Löschanträge: Auch außerhalb von sozialen Netzwerken kann es im digitalen Raum zu Bedrohungen, Beleidigungen oder Diffamierungen kommen. Wenn dies auf einer Webseite ohne Impressum geschieht, lässt sich kaum dagegen vorgehen. Allerdings kann bei Suchmaschinen wie Google ein Antrag gestellt werden, dass die entsprechende Seite nicht mehr in den Suchanfragen auftaucht. Die Aussicht auf Erfolg ist dabei jedoch geringer, als bei Meldungen auf Social-Media-Plattformen.
Melderegistersperre: Jede Person kann beim Einwohnermeldeamt eine Melderegisterauskunft beantragen und so an die Adresse anderer gelangen. Um dies zu verhindern, kann eine Auskunftssperre im Melderegister beantragt werden. Damit jene gewährt wird, müssen Antragssteller*innen jedoch ein schutzwürdiges Interesse glaubhaft machen und ggf. nachweisen. Bedrohungen im digitalen Raum können hierbei als Grund gelten, auch wenn ein erfolgreicher Antrag auf Auskunftssperre nicht garantiert werden kann. Betroffene rechter Gewalt können sich bei der Beantragung einer Melderegistersperre durch entsprechende Beratungsstellen unterstützen lassen. Eine Mustervorlage zur Adresssperre findet sich beim Verband der Beratungsstellen für Betroffene rechter, rassistischer und antisemitischer Gewalt (VBRG).
Austausch mit anderen: Betroffene von rechten Angriffen im Netz ziehen sich oft aus dem digitalen Raum zurück. Um die eigene Sprachfähigkeit zu behalten oder wiederzuerlangen und mit solchen Problemlagen nicht allein zu bleiben, ist es hilfreich, die eigenen Erfahrungen und Empfindungen mit vertrauensvollen Personen zu teilen. Auch der Austausch mit anderen Personen, die ähnliche Erfahrungen gemacht haben und Solidarität spenden können, stärkt das Selbstvertrauen und das Wissen darum, dass Betroffene keine Schuld an solchen Angriffen tragen.
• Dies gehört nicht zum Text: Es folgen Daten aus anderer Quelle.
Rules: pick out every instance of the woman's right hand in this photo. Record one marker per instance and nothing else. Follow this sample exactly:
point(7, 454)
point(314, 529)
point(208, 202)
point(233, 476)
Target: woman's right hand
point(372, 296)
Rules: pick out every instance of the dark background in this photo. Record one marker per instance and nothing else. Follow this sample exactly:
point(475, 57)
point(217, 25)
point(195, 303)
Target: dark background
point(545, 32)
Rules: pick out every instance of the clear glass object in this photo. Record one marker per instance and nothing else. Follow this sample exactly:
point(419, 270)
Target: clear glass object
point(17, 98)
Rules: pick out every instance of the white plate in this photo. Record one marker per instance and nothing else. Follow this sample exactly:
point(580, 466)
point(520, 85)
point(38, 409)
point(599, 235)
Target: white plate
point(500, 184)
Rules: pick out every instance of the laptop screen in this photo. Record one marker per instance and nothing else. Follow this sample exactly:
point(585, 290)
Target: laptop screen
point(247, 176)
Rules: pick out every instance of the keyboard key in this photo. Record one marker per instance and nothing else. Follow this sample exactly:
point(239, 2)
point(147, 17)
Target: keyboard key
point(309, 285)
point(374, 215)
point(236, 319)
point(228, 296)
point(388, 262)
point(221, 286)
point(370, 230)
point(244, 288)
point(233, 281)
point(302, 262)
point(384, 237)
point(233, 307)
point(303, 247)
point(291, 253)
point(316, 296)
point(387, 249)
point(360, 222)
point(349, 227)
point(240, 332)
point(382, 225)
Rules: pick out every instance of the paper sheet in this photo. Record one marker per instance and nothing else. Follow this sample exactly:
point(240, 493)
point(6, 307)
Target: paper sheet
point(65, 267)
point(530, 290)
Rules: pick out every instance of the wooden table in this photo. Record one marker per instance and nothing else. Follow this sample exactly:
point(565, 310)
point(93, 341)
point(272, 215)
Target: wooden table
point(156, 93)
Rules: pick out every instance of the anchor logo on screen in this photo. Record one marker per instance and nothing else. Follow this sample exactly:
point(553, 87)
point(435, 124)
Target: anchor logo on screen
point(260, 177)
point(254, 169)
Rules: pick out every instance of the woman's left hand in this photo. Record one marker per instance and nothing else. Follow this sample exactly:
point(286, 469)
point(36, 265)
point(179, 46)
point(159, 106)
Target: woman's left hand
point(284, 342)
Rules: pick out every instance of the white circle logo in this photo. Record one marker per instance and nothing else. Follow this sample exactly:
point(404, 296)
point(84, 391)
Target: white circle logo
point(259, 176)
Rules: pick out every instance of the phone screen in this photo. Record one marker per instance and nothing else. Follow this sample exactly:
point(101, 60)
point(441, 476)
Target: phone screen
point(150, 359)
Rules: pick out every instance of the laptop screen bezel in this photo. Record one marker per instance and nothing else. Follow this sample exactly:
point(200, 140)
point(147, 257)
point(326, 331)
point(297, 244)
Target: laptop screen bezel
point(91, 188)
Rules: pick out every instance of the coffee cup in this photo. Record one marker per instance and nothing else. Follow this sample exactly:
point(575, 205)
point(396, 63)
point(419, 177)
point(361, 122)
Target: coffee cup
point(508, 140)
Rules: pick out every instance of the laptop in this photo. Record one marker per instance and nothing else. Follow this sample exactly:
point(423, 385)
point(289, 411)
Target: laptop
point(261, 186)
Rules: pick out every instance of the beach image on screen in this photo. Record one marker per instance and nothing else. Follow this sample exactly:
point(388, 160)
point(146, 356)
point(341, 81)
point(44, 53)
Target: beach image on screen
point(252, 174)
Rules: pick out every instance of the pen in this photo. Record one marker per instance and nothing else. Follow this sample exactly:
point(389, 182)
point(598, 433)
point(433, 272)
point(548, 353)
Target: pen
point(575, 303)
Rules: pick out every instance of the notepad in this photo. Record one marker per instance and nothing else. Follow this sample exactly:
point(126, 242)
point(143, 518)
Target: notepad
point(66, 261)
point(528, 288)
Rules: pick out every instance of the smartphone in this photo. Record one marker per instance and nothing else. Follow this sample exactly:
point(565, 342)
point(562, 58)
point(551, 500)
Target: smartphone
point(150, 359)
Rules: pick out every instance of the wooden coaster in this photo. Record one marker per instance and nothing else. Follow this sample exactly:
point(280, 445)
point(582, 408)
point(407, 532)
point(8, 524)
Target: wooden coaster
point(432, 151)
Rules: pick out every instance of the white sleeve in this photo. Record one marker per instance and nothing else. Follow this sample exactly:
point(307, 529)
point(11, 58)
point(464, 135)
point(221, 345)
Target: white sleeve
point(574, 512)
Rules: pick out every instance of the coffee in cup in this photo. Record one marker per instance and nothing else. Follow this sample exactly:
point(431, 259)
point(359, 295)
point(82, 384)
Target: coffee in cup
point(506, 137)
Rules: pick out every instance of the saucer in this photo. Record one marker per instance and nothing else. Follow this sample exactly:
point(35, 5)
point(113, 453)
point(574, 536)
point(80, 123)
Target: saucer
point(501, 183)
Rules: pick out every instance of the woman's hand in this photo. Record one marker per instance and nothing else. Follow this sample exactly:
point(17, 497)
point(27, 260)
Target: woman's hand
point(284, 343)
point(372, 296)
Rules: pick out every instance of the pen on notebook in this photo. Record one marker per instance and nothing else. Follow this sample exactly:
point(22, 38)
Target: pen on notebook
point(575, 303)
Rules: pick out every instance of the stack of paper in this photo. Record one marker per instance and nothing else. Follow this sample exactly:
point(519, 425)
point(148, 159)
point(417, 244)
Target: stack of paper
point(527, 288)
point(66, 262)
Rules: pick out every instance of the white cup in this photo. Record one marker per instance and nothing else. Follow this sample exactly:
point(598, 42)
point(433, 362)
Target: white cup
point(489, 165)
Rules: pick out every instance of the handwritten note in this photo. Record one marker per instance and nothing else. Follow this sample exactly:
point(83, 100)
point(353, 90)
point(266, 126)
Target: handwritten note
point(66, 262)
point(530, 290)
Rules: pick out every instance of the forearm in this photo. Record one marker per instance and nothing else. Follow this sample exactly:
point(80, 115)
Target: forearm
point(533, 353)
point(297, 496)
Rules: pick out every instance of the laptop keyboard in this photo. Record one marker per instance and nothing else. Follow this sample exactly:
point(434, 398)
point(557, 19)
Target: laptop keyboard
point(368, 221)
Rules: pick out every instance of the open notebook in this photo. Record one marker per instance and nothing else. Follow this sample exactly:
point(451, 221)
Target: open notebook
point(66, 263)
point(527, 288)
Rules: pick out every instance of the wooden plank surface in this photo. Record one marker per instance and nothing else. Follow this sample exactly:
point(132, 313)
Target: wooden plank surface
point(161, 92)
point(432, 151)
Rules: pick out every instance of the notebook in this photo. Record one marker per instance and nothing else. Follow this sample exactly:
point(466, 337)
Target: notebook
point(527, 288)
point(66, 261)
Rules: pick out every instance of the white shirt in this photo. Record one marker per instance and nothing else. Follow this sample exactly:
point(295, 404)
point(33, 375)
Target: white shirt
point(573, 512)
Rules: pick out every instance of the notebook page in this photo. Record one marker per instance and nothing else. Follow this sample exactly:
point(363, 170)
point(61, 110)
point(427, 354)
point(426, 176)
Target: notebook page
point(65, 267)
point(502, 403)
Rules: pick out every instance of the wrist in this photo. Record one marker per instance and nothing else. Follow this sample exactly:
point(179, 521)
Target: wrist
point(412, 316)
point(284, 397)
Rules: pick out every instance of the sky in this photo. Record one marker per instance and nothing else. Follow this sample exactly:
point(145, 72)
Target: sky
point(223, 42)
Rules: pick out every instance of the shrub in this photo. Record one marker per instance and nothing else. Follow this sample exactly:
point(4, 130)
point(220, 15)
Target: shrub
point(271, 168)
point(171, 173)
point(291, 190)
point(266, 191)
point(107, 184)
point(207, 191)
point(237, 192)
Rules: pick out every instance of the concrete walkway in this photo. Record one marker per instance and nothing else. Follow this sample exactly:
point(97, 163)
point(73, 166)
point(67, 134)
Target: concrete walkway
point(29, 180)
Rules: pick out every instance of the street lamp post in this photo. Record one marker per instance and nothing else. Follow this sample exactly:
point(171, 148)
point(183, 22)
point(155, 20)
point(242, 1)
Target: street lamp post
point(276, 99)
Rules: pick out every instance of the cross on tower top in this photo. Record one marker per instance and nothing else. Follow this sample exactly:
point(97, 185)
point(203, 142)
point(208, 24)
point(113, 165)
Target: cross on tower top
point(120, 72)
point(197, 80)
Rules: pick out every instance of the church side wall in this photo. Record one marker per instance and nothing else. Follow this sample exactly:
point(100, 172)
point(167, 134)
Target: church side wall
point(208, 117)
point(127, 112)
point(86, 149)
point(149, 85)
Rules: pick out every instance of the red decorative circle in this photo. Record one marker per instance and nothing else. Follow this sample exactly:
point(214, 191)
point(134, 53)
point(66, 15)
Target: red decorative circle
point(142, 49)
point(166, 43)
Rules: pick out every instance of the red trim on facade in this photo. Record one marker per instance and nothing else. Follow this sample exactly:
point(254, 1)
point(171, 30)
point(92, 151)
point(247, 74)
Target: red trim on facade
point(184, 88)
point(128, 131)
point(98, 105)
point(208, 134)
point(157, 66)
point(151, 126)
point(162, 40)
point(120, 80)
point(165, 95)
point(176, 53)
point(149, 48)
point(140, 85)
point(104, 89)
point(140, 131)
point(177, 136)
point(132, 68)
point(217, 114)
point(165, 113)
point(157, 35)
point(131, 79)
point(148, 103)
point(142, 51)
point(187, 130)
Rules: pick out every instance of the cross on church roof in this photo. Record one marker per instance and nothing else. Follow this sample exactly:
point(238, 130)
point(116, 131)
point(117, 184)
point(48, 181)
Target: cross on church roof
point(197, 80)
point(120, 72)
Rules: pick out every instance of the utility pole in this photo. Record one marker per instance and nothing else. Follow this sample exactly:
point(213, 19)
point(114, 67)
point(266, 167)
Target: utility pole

Unterstützungsangebote wahrnehmen: Betroffene von rechten Angriffen im digitalen Raum können in Sachsen Unterstützung bei der Beratungsstelle "Support" des RAA Sachen e.V. erhalten. Weitere Handlungsansätze für Betroffene von digitalen Angriffen sowie Informationen zu Beratungsangeboten finden sich im Factsheet "Auswirkungen von Hate Speech und Unterstützung für Betroffene".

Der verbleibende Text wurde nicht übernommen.